A RARE BIPARTISAN TRIUMPH

2021年9月8日(水)11時42分
浜田宏一(元内閣官房参与、米エール大学名誉教授)
米議会

米上院はインフラ投資法案を69対30で可決した(8月10日) U.S. SENATE POOL TVーREUTERS

<政党間で深く分断された米政界だが、政治の麻痺状態を解消するためには利益誘導型政治「ポークバレル」も正当化される>

米上院で先頃、1兆ドル規模のインフラ投資法案が可決された。分断化が著しいこの時代に、与党・民主党に加えて野党・共和党の一部議員が支持に回り、賛成69票、反対30票という超党派の合意が成立した。この結果は、超党派合意の実現には何が必要かを考える格好のケーススタディーとなる。

アメリカにおける超党派合意の歴史は古い。1787年の憲法制定会議での連邦議会議員数に関する「コネティカット妥協案」、1965年にジョンソン政権が推し進めた「偉大な社会」計画、90年に成立した米国身体障害者法......。

だが現在は二大政党間に深い分断があり、党派を超えて票を投じる議員はめったにいない。気候変動や大統領選不正問題への対応からも分かるように、両党は別の世界に生きているかのようだ。超党派の票を投じれば、裏切りと見なされかねない。

現代政治学の基本的な前提の1つは「選挙民は合理的に行動する」というものだ。簡単に言えば、人は自分の立場が悪くなるような動きを始めたり、そこに参加したり、支持したりしない。そのため超党派合意が可能な政策は、対立する両者の権益を同時に強化するものに限られる。

一般的に、アメリカの二大政党は何を求めているのか。共和党は制約なしの競争を支持し、民主党は格差是正と弱者保護のためには公的介入が不可欠と考える。

だから公的インフラへの投資は、民主党にとっては大義と一致する。一方の共和党は減税政策に傾き、社会保障の抑制を唱えがちだが、選挙民が道路やインターネットなどの公的インフラを必要とすることは理解している。

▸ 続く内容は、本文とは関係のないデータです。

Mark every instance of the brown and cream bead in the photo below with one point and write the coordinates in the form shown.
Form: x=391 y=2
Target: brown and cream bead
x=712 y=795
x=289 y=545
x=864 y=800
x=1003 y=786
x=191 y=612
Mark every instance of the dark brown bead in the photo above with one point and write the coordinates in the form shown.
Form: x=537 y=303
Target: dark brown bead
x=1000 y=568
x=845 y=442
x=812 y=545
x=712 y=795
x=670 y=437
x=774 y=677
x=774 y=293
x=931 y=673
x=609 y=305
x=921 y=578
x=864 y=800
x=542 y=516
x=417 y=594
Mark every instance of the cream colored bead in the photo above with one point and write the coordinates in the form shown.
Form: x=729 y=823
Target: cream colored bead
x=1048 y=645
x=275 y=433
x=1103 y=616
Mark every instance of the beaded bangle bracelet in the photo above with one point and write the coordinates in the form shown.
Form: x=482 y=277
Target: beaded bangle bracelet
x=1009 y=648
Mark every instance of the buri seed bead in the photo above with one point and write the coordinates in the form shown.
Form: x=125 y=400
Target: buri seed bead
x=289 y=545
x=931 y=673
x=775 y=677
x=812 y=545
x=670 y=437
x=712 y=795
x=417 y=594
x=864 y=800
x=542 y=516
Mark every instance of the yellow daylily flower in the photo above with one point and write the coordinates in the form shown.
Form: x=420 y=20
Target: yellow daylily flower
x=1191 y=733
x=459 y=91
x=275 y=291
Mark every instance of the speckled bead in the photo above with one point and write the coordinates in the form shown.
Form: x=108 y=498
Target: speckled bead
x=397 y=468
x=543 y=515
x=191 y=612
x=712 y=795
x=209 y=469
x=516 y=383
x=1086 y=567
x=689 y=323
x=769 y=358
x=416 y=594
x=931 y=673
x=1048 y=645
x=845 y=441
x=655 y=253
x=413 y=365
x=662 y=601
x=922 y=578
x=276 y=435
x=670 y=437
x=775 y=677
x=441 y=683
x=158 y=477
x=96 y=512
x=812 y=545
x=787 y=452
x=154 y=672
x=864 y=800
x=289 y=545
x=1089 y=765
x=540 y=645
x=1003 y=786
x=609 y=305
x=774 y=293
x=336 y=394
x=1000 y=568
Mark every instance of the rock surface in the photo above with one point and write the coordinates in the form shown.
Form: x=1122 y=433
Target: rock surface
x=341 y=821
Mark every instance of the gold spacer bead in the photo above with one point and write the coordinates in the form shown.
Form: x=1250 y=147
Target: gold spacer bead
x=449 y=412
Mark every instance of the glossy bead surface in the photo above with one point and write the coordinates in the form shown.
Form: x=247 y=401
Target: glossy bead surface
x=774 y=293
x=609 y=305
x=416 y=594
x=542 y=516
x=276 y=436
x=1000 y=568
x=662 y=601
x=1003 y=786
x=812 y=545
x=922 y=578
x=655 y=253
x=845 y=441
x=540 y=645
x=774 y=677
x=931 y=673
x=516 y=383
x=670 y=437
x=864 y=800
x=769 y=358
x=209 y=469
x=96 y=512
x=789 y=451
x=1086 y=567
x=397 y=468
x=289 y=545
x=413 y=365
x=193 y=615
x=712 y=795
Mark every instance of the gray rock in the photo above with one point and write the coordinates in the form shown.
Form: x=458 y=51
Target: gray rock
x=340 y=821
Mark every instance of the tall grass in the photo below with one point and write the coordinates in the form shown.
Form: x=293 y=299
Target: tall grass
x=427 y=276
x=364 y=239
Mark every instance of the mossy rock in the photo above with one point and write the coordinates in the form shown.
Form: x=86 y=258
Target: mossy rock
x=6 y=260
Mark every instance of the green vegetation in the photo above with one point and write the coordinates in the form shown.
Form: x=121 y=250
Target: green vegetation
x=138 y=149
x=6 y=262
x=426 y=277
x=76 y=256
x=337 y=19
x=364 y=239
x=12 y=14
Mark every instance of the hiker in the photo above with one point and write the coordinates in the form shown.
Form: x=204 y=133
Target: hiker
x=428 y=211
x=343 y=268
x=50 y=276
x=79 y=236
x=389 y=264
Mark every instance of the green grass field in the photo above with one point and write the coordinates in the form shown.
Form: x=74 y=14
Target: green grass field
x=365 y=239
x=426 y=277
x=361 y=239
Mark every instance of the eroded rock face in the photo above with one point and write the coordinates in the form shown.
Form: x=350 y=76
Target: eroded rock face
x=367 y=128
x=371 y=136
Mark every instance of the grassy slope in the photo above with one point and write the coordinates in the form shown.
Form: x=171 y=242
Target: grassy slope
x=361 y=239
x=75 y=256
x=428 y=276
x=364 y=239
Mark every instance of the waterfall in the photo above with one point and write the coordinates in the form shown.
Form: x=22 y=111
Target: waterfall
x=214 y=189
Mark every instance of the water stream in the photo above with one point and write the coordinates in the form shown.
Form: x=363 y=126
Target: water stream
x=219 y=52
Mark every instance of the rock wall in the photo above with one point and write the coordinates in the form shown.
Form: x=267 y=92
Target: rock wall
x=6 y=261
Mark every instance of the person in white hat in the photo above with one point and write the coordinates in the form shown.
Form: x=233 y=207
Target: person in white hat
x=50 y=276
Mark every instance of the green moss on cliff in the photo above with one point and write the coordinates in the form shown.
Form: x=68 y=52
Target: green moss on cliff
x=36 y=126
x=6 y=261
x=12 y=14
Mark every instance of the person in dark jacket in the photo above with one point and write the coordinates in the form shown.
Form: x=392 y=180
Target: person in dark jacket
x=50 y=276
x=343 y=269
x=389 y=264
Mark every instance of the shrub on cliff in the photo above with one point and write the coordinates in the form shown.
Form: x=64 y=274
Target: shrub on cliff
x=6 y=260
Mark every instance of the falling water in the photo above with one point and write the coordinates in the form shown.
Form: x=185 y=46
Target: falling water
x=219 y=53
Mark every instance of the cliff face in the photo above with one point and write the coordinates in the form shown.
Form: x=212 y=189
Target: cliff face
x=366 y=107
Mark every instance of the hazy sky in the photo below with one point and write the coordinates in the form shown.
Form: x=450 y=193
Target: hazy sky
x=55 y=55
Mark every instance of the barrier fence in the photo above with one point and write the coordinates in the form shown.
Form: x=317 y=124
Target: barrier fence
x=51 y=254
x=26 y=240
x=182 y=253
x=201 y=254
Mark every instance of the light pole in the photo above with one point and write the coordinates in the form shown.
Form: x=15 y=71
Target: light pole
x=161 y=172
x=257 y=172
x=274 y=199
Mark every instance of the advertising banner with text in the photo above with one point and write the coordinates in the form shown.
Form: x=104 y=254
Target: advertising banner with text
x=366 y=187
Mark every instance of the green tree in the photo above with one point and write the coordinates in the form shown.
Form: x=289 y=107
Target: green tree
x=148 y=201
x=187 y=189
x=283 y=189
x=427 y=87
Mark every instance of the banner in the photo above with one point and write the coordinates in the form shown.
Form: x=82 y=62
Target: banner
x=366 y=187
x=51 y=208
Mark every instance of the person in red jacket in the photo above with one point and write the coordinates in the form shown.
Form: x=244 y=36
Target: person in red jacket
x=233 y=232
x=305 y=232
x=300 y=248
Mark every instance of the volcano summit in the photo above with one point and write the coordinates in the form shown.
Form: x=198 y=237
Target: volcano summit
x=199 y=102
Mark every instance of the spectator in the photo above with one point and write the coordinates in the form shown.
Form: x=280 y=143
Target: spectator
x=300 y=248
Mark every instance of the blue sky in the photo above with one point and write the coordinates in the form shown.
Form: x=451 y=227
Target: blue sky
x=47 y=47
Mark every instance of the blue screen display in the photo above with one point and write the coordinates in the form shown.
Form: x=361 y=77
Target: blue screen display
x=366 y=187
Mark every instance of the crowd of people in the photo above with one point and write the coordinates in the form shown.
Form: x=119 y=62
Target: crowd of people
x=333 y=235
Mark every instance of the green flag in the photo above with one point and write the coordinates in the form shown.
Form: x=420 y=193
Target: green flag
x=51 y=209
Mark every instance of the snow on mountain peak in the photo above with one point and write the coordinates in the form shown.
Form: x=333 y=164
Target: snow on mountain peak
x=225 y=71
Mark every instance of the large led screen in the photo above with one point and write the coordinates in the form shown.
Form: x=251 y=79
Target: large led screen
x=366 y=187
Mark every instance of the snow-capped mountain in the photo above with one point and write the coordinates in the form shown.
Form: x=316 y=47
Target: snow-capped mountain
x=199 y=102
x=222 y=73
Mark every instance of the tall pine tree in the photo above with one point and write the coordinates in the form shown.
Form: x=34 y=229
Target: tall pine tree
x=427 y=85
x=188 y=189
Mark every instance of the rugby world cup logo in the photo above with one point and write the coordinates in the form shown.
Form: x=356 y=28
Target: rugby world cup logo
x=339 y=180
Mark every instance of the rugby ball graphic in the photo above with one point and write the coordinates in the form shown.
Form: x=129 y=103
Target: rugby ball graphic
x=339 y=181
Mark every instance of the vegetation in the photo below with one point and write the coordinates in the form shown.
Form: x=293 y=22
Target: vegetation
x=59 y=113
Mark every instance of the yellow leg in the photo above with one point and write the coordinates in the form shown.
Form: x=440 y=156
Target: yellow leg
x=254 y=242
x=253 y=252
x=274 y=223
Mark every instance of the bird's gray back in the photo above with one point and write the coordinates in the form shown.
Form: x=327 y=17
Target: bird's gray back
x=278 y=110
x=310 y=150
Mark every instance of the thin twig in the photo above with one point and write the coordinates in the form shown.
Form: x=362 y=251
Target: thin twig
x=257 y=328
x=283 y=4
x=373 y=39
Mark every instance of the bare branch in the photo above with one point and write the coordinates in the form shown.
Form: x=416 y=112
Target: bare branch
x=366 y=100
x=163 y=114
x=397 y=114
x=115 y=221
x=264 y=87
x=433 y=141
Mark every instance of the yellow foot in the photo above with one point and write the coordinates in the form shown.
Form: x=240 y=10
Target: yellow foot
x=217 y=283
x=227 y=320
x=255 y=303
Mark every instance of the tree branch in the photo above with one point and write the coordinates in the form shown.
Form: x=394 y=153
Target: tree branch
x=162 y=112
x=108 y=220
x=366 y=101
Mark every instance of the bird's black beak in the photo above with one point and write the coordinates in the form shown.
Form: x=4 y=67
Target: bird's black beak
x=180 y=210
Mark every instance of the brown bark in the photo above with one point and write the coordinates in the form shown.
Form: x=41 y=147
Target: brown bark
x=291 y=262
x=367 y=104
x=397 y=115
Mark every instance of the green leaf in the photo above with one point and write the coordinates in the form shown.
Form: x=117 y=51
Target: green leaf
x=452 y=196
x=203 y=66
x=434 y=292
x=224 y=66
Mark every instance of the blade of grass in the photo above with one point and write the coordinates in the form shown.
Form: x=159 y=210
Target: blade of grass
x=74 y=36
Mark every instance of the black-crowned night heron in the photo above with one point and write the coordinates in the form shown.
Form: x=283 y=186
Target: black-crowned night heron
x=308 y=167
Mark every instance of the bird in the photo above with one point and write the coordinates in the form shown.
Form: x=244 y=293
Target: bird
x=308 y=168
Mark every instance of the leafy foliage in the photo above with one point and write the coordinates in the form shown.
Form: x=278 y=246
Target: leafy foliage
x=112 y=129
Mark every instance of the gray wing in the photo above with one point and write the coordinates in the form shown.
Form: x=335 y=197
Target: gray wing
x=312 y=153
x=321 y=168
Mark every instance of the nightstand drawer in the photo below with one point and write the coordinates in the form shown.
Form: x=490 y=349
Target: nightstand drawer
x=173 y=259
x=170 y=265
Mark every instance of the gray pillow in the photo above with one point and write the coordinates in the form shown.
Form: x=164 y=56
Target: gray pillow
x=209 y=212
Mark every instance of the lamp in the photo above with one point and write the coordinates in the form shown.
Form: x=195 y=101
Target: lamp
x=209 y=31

社会保障に積極的でなくとも、経済は動かしたいし、有権者の票は失いたくない。そのためには一定の基本的な需要を満たさなくてはならない。

「リーダーシップの黒字」

この点が、政治学者のジョン・コニーベアの言う「リーダーシップの黒字」という概念につながる。他候補としのぎを削り選出された指導者は「選挙民に対し課税、寄付、購入といった負担を差し引いた上で選挙で約束した黒字や利益を最大化するため、公共財を提供する」というものだ。

共和党は野党の立場から、将来世代の税負担を増すものとして財政赤字の拡大に懸念を示す。だが、そんな考え方で縛ろうとしても無理がある。標準的な経済理論ですら、将来世代の暮らしが依拠するのは前の世代から引き継ぐ国家資源全体であり、そこから税負担を差し引いたものではない。